Mfattqa is traditionally served as part of Job’s Wednesday – Arba‘t Ayyoub, a celebration that is held in Beirut on the last Wednesday in April, because it is thought that Ayyoub swam and was healed of his leprosy off the coastline of Beirut. “So this means that Beirut is a city that is dedicated to the most sadomasochistic episode in the Old Testament,” explained El-Ariss. “But of course, I later discovered that almost every Mediterranean city has the same version.”

The question for the academic is whether Beirutis have given up on these binding rituals altogether, and whether they might not contain lessons for contemporary society, faced as it is with the return of political forces and regimes that are increasingly behaving as if the project of the Enlightenment had never existed.
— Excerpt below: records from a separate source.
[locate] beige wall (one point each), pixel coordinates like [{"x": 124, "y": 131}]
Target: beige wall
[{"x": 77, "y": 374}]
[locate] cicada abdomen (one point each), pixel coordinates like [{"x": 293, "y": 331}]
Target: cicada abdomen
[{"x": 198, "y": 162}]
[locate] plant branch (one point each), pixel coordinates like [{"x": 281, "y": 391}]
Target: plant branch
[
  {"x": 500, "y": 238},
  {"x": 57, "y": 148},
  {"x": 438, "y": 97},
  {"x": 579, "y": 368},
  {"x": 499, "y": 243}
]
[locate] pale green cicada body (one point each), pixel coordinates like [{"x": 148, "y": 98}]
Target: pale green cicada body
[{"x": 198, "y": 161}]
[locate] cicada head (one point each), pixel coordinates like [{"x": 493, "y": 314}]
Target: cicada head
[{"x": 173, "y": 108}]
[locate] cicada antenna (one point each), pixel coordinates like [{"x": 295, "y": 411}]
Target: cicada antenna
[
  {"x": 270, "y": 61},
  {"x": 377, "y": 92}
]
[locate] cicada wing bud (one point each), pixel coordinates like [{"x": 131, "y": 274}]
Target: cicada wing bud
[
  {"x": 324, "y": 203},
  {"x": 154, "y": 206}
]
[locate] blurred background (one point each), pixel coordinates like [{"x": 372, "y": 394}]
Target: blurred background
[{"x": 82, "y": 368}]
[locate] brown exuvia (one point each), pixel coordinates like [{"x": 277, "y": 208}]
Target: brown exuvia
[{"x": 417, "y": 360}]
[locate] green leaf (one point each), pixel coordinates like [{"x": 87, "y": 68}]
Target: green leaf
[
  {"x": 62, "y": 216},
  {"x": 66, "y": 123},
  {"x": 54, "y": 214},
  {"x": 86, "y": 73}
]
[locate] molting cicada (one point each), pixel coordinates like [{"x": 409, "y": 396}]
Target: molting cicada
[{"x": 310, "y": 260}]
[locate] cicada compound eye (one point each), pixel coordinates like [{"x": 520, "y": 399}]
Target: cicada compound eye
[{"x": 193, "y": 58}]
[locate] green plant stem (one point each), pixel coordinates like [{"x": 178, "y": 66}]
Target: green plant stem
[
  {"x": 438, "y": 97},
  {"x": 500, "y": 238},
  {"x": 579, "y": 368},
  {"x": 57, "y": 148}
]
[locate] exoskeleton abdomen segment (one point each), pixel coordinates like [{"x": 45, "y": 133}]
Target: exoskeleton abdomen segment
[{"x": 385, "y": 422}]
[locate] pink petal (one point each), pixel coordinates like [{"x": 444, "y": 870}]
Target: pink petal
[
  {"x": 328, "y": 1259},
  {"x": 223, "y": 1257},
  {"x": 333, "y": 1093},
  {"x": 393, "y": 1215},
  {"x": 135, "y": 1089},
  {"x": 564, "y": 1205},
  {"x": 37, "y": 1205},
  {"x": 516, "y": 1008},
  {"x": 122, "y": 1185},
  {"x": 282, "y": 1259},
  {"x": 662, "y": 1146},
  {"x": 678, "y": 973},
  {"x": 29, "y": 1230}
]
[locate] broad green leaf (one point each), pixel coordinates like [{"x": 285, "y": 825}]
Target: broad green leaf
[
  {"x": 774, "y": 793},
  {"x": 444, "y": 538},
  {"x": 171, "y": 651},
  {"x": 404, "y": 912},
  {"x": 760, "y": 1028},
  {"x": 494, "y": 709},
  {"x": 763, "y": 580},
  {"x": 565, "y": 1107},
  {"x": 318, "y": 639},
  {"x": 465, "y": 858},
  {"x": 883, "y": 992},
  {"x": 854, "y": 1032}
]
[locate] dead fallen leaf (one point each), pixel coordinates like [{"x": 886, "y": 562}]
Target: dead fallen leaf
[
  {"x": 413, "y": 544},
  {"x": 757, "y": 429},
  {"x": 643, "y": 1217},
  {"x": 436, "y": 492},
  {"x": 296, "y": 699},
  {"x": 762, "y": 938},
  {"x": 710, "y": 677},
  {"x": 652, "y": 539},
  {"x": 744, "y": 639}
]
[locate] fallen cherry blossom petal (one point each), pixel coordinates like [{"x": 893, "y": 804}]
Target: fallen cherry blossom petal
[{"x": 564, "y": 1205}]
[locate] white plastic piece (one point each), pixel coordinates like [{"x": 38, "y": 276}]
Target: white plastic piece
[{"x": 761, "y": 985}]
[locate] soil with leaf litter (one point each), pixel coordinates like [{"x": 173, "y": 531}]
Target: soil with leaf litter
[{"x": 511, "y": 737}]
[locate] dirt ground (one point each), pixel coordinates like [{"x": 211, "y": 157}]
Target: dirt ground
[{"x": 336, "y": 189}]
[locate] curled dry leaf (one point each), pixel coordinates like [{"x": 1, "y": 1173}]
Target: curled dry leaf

“Have we replaced the tempting of Job by Satan with the regional powers that exist today? Have we replaced Jehova with some tyrant to the North or the South?” he asked. “Is there some leftover that continues to pull us down, but which also ties us together?”

For El-Ariss, food, and mfattqa in particular, offers an alternative metaphor for thinking about community. Not the industrial age, melting pot metaphor that once characterised North American multiculturalism. Instead, a distinctly Levantine version that allows for the continued existence of individual identities while bringing people together with rituals that bind them, but also offer alternatives. “Mfattqa is not based on a total unity of its ingredients, there is something that remains other, that remains separate, that is central to the dish itself. It doesn’t reduce products and identities; they are always ripped,” he explained.

For El-Ariss, that rupture offers the opportunity to move beyond Orientalist notions that the peoples of the region are trapped in an endless cycle of repetition, while offering an alternative to western notions of modernity, identity and the nation state. It might not have been art, but through food, the academic arrived at a way of thinking about community and citizenship that harmonises, while still allowing for plurality and difference.

El-Ariss’s position may not promise an end to the region’s trials, but it does propose a tantalising change in consciousness; one rooted in the potential for liberation found in shared histories and experiences – the ties that bind.